182492-the-crookes-soapbox

The Crookes: Soapbox

Sheffield lads continue their run of exceptional, hook-laden indie pop with their latest release.
The Crookes
Soapbox
Modern Outsider
2014-04-15

Listening to the Crookes can often feel like a game of spot the influence, UK Edition. Fortunately, the Sheffield group’s tastes and influences skew to the impeccable, crafting exceptional indie pop heavy on hooks and possessing exemplary lyrics, all expertly emoted by lead vocalist and bassist George Waite. From the Smiths to Orange Juice, Belle & Sebastian to Pulp, Radiohead to the Jam, the Crookes clearly know their musical lineage well and, with Soapbox, rightly state their case for admittance into the hallowed ranks of their more well-known predecessors.

From note one, the Crookes display an expert ear for hooks as opening track “Play Dumb” relies on a melodic riff featuring guitar/bass interplay to carry the verses before erupting into full-on guitar pop assault on the chorus with heavy drums staking out the two and four. It’s essentially the start of a doctoral thesis on guitar-based indie rock and pop in which the Crookes expertly explore their country’s rich indie heritage in a manner appropriately befitting their predecessors.

“Don’t Put Your Faith in Me” is incessantly catchy guitar pop with a harder edge underscored by a lyrical innocence generally more associated with indie pop.
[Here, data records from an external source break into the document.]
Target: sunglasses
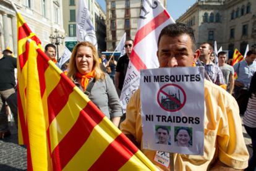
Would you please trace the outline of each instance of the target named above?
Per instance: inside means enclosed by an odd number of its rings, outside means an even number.
[[[132,44],[124,44],[124,48],[128,48],[128,46],[130,47],[130,48],[132,48]]]

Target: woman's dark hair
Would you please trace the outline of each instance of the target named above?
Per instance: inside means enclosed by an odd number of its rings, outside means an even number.
[[[177,128],[176,130],[176,131],[175,131],[175,135],[174,135],[174,138],[175,138],[175,140],[174,140],[174,141],[177,141],[177,136],[179,131],[180,130],[182,130],[187,131],[187,133],[189,135],[189,136],[190,137],[190,140],[189,140],[189,144],[190,145],[192,145],[192,132],[191,132],[191,130],[190,130],[190,128],[189,128],[188,127],[179,127],[179,128]]]
[[[256,96],[256,72],[254,73],[254,75],[250,80],[250,88],[249,90],[250,98],[252,98],[252,94]]]

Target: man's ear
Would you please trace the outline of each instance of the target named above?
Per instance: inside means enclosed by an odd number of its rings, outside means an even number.
[[[200,56],[200,52],[199,49],[197,49],[194,54],[194,61],[195,62],[197,62],[197,59]]]
[[[156,56],[157,56],[157,59],[158,59],[158,61],[159,61],[158,51],[156,51]]]

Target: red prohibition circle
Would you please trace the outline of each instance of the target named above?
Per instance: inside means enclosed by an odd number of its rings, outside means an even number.
[[[163,93],[163,92],[164,92],[164,91],[163,91],[163,90],[164,88],[166,88],[166,86],[173,86],[177,87],[177,88],[179,88],[179,90],[181,90],[181,92],[183,94],[183,96],[184,96],[184,101],[183,101],[183,102],[181,103],[181,106],[178,108],[177,108],[177,109],[166,109],[166,107],[164,107],[164,106],[163,106],[163,104],[161,103],[161,102],[160,101],[160,93]],[[164,109],[164,111],[168,111],[168,112],[176,112],[176,111],[179,111],[181,108],[183,107],[183,106],[184,106],[185,103],[186,103],[186,99],[187,99],[187,98],[186,98],[186,94],[185,94],[185,91],[180,86],[179,86],[177,85],[176,85],[176,84],[167,84],[167,85],[165,85],[162,88],[161,88],[159,90],[158,92],[157,93],[157,102],[158,102],[159,106],[160,106],[160,107],[163,109]]]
Like just about everything else here, its melody is hummable, hook-y and catchy as hell, leading to a bridge section that soars ahead of an insistent, backbeat-heavy snare. Sure it can be seen as a bit formulaic and perhaps “safe” by naysayers, but there can be no arguing with the exceptional execution and endless energy with which the Crookes attack these tracks (even the ever-fickle Noel Gallagher has sung their praises, commending their exceptional lyrics).

“Echolalia”, one of the few tracks here that sounds more or less grounded in the present rather than unmoored and unbound to any one particular time period, is the most Vampire Weekend-like (a group to which they’re often compared by those looking for contemporary references and somewhat unfairly so). Lead vocalist George Waite keens and swoops his syllables in a manner more than a bit reminiscent of Ezra Koenig in both style and timbre.
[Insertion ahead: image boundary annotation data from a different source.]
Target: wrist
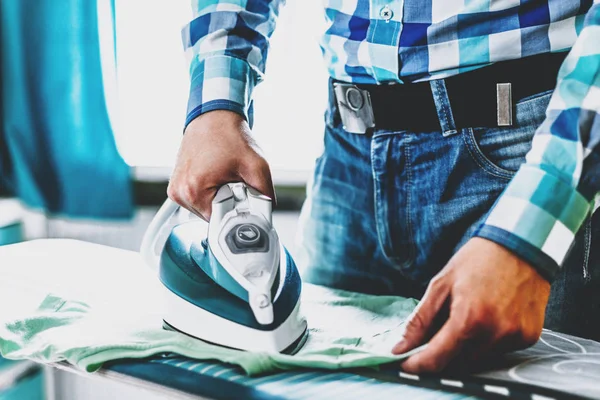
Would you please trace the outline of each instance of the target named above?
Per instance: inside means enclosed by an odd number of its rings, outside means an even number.
[[[188,131],[232,131],[240,129],[246,124],[246,120],[240,114],[229,110],[214,110],[201,114],[194,118],[186,126],[184,134]]]

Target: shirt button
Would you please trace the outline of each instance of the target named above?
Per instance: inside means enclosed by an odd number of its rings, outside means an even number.
[[[383,7],[379,11],[379,15],[384,19],[385,22],[390,22],[390,19],[394,16],[394,12],[388,6]]]

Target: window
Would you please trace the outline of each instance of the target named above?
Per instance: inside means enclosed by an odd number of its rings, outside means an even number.
[[[190,4],[116,1],[117,106],[111,118],[132,166],[174,163],[189,89],[180,32],[191,18]],[[317,2],[288,1],[271,41],[266,80],[255,92],[254,136],[278,183],[304,183],[322,148],[327,72],[318,46],[321,14]]]

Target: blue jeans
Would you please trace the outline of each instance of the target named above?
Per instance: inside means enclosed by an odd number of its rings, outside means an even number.
[[[525,161],[551,96],[520,100],[512,127],[456,129],[443,81],[431,87],[441,129],[426,133],[348,133],[330,93],[298,231],[305,281],[420,298]],[[546,327],[600,339],[600,212],[553,283]]]

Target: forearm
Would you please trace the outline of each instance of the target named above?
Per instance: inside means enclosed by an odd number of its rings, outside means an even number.
[[[183,30],[190,60],[186,126],[213,110],[229,110],[252,123],[252,92],[263,79],[269,38],[284,0],[194,1]]]
[[[527,161],[477,232],[556,274],[600,191],[600,1],[567,56]]]

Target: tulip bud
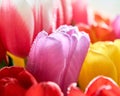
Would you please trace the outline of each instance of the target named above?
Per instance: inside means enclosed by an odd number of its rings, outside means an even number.
[[[42,31],[32,45],[26,68],[39,82],[56,82],[65,93],[78,79],[89,43],[88,35],[77,27],[63,25],[50,35]]]

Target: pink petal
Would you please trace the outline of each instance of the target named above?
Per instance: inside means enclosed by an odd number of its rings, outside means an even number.
[[[41,4],[42,28],[48,33],[63,24],[63,13],[60,0],[45,0]]]
[[[54,81],[66,93],[69,84],[78,79],[88,47],[88,35],[72,26],[61,26],[49,36],[41,32],[34,41],[26,68],[38,81]]]
[[[64,24],[71,24],[72,22],[72,0],[61,0],[63,8]]]
[[[87,0],[72,0],[73,22],[88,24]]]
[[[120,96],[120,88],[109,77],[98,76],[86,88],[87,96]]]
[[[116,18],[112,22],[112,27],[113,27],[113,31],[116,34],[116,37],[120,38],[120,15],[116,16]]]
[[[28,55],[33,24],[33,13],[25,0],[1,1],[0,38],[8,51],[21,57]]]
[[[25,96],[63,96],[63,93],[56,83],[41,82],[32,86]]]
[[[76,83],[72,83],[68,87],[67,96],[86,96],[80,88],[77,87]]]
“Before the Night Falls” possesses an urgency reminiscent of Pulp’s Different Class and could easily pass for an outtake from that group’s later period work as Waite channels his inner Jarvis Cocker, nearly falling all over himself in the process. Its follow-up track, “Holy Innocents”, is the lone quiet number on the album featuring just Waite’s almost alarmingly intimate vocals and piano before an exploratory guitar figure, roomy atmospherics and a stuttering martial drumbeat brings the whole thing into early-2000s Radiohead territory.

Of the album’s back half, “When You’re Fragile” shines brightest in a clutch of polished pop gems, functioning as a perfectly crafted pop song with major/minor contrasts, loud/soft dynamics and an epic, emotive chorus possessing a massive hook that, despite its Coldplay-esque title, eschews any sort of musical fragility. Album closer “Soapbox” is insistent in a manner reminiscent of latter period Jam circa That’s Entertainment with its steady backbeat, rumbling bass, stabbing guitar lines and lyrical disgust with the modern world, exploding on the outro chorus with Waite straining to contain a scream as he delivers the final lyrical couplets.

While plenty of groups are exploring and have explored similar sonic and thematic terrain in recent years, few are doing it as consistently and as well as the Crookes. With Soapbox they’ve crafted yet another gem in a growing catalog of near-perfect guitar-based pop.